Partner integrations require you to retrieve an OAuth access token for a specific merchant and use that unique token in all subsequent API calls.

OAuth Token Generation

In order to initiate API requests on behalf of your merchants, you will first need to retrieve OAuth tokens. The process is illustrated below:

  • The Nuapay Customer Support team will issue an API Key to you upon request.
  • The OAuth token retrieved from the /tokens endpoint allows you to then generate API requests on behalf of a specific merchant/organisation.
  • When generating an API request, provide the retrieved token as the authentication username in all your API requests.
  • A password is not required, however the request must be made from an allowed-IP-address.
API authentication header format: Authorization: Bearer <OAuth Token>

API Details - GET /organisations

Use the GET /organisations endpoint to retrive the organisations linked to your partner entity:

Scopes and Time To Live (TTL)

Before generating an OAuth token for a specific organisation you will need to specify the scopes required and the token’s TTL.
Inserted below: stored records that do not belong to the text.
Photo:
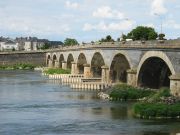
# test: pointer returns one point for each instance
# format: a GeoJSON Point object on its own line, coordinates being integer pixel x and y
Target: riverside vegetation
{"type": "Point", "coordinates": [150, 103]}
{"type": "Point", "coordinates": [57, 71]}
{"type": "Point", "coordinates": [21, 66]}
  • At least one scope must be included in your request.
  • The TTL by default is 10 seconds but long-lived tokens may also be created by configuring the expiresIn value in the request body.

API Details - POST /tokens

The POST /organisations/{encodedOrganisationId}/tokens endpoint takes an encoded organisation ID (returned from the GET /organisations endpoint) and returns an OAuth token.

  • As outlined above, specify the scopes (required) and Time To Live - expiresIn (optional) in the request.
  • Specify admin as the required scope when working with Direct Debits and Credit Transfers.